La rapidez con que se desarrolló todo esto permitió al español tomar una ventaja considerable, antes de que nadie pensase en seguirle. Pero pronto, sin embargo, una veintena de dragones lanzaron sus caballos en su persecución y comenzó la más animada y excítanle de todas las cazas: la del hombre. A la clara luz de la luna, los franceses distinguían desde el pueblo los menores movimientos del fugitivo y de sus perseguidores. Galopaba a lo lejos el Empecinado, con la cabeza descubierta y sus largos cabellos negros flotando en el aire. Detrás de él, a diferentes distancias, iban los húsares, dos de los cuales ganaban rápidamente terreno sobre el guerrillero. Hacia la mitad del camino, en la llanura, uno de ellos estaba ya a unas varas del fugitivo, y cogiendo su pistola apuntó e hizo fuego sobre él. Hubiera sido mejor que no lo hiciera, porque la bala silbó por encima del Empecinado sin tocarle y, en cambio, recordó a éste que probablemente su montura llevaría también una pistola, y así era en efecto. Se afirmó en los estribos y se volvió sobre la silla. Su enemigo estaba sólo a dos cuerpos de caballo de él. Se oyó un disparo y el húsar cayó al suelo; y el noble animal, inmediatamente, se detuvo junto al jinete moribundo.

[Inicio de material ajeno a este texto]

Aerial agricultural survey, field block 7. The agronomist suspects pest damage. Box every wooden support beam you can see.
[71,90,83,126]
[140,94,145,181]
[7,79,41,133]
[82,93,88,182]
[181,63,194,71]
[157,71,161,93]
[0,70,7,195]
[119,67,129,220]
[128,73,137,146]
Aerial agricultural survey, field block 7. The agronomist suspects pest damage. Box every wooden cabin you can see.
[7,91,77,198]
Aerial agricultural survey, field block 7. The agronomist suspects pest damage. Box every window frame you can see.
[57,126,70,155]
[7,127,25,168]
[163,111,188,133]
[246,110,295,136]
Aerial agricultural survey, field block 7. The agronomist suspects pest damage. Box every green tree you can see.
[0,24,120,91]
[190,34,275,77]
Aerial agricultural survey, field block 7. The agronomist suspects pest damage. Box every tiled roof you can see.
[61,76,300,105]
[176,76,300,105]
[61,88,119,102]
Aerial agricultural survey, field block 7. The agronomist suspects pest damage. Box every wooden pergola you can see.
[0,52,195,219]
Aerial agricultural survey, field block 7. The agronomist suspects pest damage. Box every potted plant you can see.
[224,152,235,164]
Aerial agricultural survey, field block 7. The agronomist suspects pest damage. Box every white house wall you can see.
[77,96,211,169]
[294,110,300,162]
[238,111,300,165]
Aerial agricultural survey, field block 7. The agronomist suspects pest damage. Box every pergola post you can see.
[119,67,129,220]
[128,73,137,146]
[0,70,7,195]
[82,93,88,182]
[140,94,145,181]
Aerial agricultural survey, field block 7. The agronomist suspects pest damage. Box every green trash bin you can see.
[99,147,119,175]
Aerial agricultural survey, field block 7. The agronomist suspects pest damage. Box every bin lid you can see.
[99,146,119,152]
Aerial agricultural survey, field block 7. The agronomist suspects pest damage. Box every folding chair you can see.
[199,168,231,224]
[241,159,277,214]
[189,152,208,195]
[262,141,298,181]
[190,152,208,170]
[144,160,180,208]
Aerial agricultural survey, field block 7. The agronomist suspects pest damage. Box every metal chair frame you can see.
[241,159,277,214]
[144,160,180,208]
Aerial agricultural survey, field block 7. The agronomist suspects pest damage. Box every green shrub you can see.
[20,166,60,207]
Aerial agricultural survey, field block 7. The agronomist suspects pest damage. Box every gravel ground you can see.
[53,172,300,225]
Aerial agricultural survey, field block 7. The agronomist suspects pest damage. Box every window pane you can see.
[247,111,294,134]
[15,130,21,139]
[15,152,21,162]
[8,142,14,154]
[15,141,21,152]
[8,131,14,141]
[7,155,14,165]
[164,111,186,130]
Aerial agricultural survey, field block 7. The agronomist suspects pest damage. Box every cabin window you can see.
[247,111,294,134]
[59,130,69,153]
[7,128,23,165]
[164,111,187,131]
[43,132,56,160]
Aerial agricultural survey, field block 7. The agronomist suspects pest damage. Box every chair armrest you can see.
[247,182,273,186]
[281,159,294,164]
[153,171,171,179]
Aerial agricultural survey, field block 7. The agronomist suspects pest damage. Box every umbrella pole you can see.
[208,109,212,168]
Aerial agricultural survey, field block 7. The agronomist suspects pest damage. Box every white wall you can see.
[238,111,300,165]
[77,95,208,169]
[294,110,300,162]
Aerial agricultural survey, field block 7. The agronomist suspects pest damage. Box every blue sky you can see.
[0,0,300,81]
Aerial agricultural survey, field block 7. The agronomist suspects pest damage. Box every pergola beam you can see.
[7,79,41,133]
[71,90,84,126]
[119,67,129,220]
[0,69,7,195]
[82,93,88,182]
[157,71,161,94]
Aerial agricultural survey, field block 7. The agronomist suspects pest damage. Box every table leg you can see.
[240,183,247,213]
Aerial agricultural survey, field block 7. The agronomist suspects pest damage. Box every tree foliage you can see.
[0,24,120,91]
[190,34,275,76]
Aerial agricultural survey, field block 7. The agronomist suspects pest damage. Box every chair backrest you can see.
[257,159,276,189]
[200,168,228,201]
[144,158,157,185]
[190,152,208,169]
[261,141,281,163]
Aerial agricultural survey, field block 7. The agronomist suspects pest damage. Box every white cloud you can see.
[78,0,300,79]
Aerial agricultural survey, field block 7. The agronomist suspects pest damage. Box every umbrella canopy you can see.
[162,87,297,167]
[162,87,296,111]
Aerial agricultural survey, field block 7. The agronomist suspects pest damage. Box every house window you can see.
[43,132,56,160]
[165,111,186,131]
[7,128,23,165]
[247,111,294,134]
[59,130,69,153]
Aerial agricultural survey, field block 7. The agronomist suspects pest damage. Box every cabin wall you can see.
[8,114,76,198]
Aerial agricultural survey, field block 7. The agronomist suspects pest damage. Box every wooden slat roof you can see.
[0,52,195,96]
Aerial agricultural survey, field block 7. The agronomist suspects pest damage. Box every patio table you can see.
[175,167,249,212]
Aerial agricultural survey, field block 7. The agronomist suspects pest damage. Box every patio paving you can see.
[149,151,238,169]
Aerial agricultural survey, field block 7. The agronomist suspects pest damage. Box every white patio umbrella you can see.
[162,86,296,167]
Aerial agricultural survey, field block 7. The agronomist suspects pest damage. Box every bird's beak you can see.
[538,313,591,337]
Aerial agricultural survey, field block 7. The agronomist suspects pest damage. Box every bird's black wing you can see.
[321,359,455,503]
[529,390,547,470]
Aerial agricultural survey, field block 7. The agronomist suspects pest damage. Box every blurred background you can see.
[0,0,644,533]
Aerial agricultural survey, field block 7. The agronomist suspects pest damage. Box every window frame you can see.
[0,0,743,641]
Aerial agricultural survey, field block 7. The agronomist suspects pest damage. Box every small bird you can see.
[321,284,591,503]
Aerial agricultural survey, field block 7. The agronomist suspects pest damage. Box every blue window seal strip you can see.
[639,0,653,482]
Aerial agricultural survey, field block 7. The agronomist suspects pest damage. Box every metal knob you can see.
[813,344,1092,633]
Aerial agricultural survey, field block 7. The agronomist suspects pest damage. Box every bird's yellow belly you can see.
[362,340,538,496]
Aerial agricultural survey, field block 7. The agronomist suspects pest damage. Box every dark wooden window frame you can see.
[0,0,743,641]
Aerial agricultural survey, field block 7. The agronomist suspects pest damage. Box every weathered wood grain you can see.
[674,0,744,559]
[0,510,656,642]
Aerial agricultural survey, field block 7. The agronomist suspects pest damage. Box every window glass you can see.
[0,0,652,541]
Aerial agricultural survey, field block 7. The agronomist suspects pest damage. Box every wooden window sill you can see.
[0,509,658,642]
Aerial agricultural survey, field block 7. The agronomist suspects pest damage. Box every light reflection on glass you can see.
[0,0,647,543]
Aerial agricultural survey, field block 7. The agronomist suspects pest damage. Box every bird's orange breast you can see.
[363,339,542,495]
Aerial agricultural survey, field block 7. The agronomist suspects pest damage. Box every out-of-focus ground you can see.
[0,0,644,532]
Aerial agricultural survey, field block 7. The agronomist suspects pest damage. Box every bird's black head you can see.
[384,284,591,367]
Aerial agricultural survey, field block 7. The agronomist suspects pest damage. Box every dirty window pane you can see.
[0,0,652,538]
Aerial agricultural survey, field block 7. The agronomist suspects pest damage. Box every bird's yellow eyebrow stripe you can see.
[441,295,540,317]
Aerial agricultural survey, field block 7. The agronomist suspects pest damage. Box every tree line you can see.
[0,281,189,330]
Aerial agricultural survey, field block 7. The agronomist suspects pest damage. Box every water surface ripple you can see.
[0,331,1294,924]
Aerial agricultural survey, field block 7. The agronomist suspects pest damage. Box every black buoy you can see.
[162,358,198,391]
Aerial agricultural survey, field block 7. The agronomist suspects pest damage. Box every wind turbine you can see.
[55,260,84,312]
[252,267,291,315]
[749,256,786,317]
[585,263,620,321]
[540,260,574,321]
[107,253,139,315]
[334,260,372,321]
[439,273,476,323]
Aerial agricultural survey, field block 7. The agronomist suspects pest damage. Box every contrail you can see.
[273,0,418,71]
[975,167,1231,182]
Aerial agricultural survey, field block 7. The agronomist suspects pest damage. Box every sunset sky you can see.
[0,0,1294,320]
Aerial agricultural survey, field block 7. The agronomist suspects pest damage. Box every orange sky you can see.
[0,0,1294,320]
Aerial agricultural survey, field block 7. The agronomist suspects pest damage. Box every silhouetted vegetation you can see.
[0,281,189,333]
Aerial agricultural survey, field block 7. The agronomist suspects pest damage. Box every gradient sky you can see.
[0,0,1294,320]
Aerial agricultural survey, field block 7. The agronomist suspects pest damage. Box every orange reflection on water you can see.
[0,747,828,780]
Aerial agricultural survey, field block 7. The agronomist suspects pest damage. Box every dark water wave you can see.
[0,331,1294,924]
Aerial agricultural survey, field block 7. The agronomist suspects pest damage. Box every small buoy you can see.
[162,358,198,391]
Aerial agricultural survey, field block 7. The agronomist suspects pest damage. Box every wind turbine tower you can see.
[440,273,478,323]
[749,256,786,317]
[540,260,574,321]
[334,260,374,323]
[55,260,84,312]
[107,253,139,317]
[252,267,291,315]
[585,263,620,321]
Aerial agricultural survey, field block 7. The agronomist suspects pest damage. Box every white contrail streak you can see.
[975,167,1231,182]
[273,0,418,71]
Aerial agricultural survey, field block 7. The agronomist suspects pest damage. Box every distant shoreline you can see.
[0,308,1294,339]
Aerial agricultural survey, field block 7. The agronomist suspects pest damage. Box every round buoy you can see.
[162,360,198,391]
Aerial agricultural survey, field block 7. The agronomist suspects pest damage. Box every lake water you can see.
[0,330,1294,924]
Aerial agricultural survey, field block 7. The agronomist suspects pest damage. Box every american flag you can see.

El Empecinado redobló entonces sus esfuerzos para huir, favorecido por la circunstancia de que el caballo, del que de un modo tan audaz se había apoderado, era uno de los más ligeros del escuadrón. Y, en efecto, logró alejarse de todos sus perseguidores, excepto de uno de ellos, un suboficial, que aprovechando el pequeño retraso que ocasionó al guerrillero el tiroteo con el húsar, logró acortar la distancia que le separaba del fugitivo.

El páramo había terminado y Juan Martín entraba en un camino pedregoso y estrecho, de cuyos pedernales arrancaban chispas los cascos de su caballo; a ambos lados crecían árboles silvestres, tan bajos que el jinete tenía que doblarse sobre el cuello del animal para que no le golpeasen en la cara. Estaba ya en la montaña y creyó que la persecución cesaría. Pero se equivocaba. Sonaban, cada vez más cerca, el ruido de los cascos y el jadeo del caballo enemigo. Comprendió entonces que era imposible escapar sin hacer frente a su implacable perseguidor, e inmediatamente resolvió lo que había de hacer. Llegado a un sitio donde la vereda hacía una revuelta muy pronunciada, volvió rápidamente su caballo y se abalanzó al francés, que llegaba en aquel instante, atenazándole entre sus brazos e impidiéndole hacer uso del sable, que blandía en la mano derecha.

El dragón era un hombre fortísimo, de seis pies de talla: uno de esos alsacianos de bigote rojo y largos cabellos, que se alistaron en las filas francesas y fueron excelentes soldados, por reunir la calma flemática de los alemanes con la vivacidad latina. Luchó resueltamente con su enemigo; pero su fuerza, y aun una fuerza doble de la suya, era nada ante los músculos de hierro y los dedos como tornillos del español. Rodaron ambos de sus caballos al suelo, y al caer, el Empecinado dió a su adversario un mordisco en la cara, con la furia de un bull-dog. Y en aquel momento, mientras el dragón, aullando de dolor, se revolvía inútilmente para librarse de su adversario y para alcanzar la espada que se le había caído en la contienda, el Empecinado, súbitamente, soltó su presa, y alzando su pie descargó una patada, con un vigor increíble, sobre el cuerpo del desgraciado francés. El cuerno de un toro murciano no hubiera hecho un destrozo semejante. Los intestinos del infeliz salieron del vientre, sus ojos giraron en sus órbitas hasta quedarse en blanco, y con un movimiento convulsivo rodó hacia un lado, a tiempo que de su boca brotaba un caño de sangre, que tiñó el agua de un arroyuelo que por allí corría[2].

Tres minutos después, un pelotón de húsares, a toda brida de sus caballos, llegaban al sitio donde su camarada moría. El estertor de la agonía subía a su garganta. A lo lejos se oían los cascos de un caballo que galopaba, fuera ya de su alcance, hacia las montañas.